Dilihat dari survei tersebut, konsumen pun memperkirakan ada kenaikan harga dalam tiga bulan ke depan sejalan dengan kekhawatiran kenaikan harga bahan bakar minyak (BBM) bersubsidi.
Indeks ekspektasi kegiatan usaha Mei 2019 juga menurun 1,9 poin menjadi 146,8. Penurunan terdalam terjadi untuk konsumen dengan pengeluaran Rp 1 juta-Rp 4 juta per bulan dengan rentang usia 20-30 tahun dan 41-60 tahun.
Kondisi tersebut disebabkan oleh tekanan harga pada enam bulan ke depan, terutama ketika faktor ini menjadi penghambat perkembangan kegiatan usaha di masa mendatang.

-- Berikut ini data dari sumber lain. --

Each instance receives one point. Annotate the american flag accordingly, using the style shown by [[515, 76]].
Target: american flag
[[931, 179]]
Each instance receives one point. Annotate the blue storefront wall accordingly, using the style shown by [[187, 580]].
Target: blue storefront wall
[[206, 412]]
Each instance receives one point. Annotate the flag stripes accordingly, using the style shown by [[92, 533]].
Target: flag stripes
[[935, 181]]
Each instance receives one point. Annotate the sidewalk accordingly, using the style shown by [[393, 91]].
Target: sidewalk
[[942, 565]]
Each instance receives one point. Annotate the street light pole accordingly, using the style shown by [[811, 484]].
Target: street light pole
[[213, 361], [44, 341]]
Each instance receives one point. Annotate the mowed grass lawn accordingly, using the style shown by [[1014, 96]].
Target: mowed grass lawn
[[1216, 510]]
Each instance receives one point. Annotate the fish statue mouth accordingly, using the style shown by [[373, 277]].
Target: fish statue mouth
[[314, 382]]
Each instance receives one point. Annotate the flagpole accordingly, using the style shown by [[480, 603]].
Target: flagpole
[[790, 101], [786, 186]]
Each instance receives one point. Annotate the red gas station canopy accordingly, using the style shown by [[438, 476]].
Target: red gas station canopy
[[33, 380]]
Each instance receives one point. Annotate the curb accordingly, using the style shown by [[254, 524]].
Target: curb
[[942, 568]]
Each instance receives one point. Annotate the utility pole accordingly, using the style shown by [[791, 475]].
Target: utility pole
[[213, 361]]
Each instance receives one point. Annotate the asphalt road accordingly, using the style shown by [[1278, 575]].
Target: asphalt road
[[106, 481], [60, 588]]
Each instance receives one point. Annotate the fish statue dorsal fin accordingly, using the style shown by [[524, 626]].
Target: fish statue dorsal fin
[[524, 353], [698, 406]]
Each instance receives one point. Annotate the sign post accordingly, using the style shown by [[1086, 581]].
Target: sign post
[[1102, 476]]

Di samping itu, optimisme ketersediaan lapangan pekerjaan juga menurun dalam enam bulan ke depan menjadi 131,4 poin dibandingkan dengan 132,9 poin pada bulan sebelumnya. Pelemahan ini terjadi untuk semua tingkat pendidikan.
Saat dihubungi dari Jakarta, Minggu (16/6/2019), ekonom Institute for Development of Economics and Finance (Indef), Bhima Yudhistira, menilai, melambatnya konsumsi terjadi akibat berbagai macam kondisi, mulai dari efek pelambatan ekonomi hingga efek inflasi.
”Dalam situasi seperti ini, konsumen dari segmen masyarakat kelas menengah atas akan melakukan antisipasi. Jadi, banyak konsumen yang pilih menabung dan menunda belanja,” ujarnya.
Selain itu, lanjut Bhima, masyarakat juga melihat adanya antisipasi penyesuaian subsidi untuk harga BBM dan tarif listrik seusai penyelenggaraan pemilu presiden dan legislatif yang lalu.
Bhima berharap pemerintah dapat memberikan insentif melalui pemangkasan tarif Pajak Pertambahan Nilai (PPN) barang tertentu. ”Andil kenaikan tarif impor barang konsumsi tidak signifikan terhadap defisit transaksi berjalan dibandingkan dengan bahan baku,” ujarnya.
Biaya transportasi
Dihubungi terpisah, ekonom PT Samuel Aset Manajemen, Lana Soelistianingsih, menilai, penurunan ekspektasi ekonomi serta penghasilan enam bulan itu bukanlah akibat dari pelambatan ekonomi.
Menurut dia, ekspektasi ekonomi dan penghasilan yang turun dalam enam bulan ke depan lebih disebabkan momen Lebaran dan Ramadhan sudah berlalu. Lana justru khawatir kenaikan ongkos transportasi, baik pesawat udara maupun layanan ojek motor dan mobil daring, memengaruhi pola konsumsi masyarakat.
”Karena adanya pengeluaran yang lebih untuk transportasi, potensi pemasukan dianggap masyarakat tidak naik. Di sisi lain, pemerintah mulai menyadari konsumsi masyarakat yang stagnan di kisaran 5 persen,” ujarnya.